New Jersey Institute for Social Justice Honors Founding Board Member With Fellowship

New position will provide career opportunities for public interest lawyers

Newark, New Jersey—Today, in honor of the late Dickinson R. Debevoise, United States District Court Judge and founding board member, the New Jersey Institute for Social Justice (“Institute”) announced the creation of a fund to support a new social justice fellowship for public interest lawyers.

“For more than 35 years, Judge Debevoise served with unparalleled distinction as a federal judge until his recent death at 91,” said Ryan P. Haygood, Institute President and CEO. “A brilliant jurist, Judge Debevoise dedicated his life to pursuing justice and equality. We honor his life and legacy by providing an opportunity for young lawyers to advance social and racial justice through this fellowship.” Judge Debevoise passed away peacefully at his home on August 14, 2015. Upon his passing, Jerome B. Simandle, Chief United States District Court Judge for the District of New Jersey, said, “Our court has lost one of its greatest judges ever.” Judge Debevoise began his lifelong public service in the United States Army during World War II, for which he earned a Bronze Star Medal. He also became active in the civil rights movement, representing and recruiting attorneys to represent civil rights workers in Mississippi during the 1964 Mississippi Freedom Summer. Reflecting on his life’s work, Judge Debevoise later explained that one of his proudest professional accomplishments was establishing Newark Legal Services in 1965, an organization (now known as Essex-Newark Legal Services) that provides free legal services and advocates for New Jersey’s poor and marginalized residents. Consistent with his commitment to public service, Judge Debevoise served as the Institute’s founding board vice-president, trustee, and ultimately trustee emeritus. In that capacity, he helped to create, shape, and advance the Institute’s mission.

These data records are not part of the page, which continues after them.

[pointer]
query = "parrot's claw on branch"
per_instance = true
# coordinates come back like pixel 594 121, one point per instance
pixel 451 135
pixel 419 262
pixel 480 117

Judge Debevoise’s daughter, Molly Debevoise Rennie, said, “My father never lost sight during his long career of the potential for Newark with its rich history and diversity. His work with the civil rights movement during the early 1960s made the New Jersey Institute for Social Justice a natural focus for his energies. The Institute was a great source of pride for my father. He was particularly proud of the work being done to research, represent, and understand the prison population and the challenges of reentry into the workforce and society for those with a criminal record. The Institute's work fighting structural poverty and racial inequality will continue long after his passing. Our family is delighted that the Honorable Dickinson R. Debevoise Fellowship has been established to help advance the vital work of the New Jersey Institute for Social Justice.”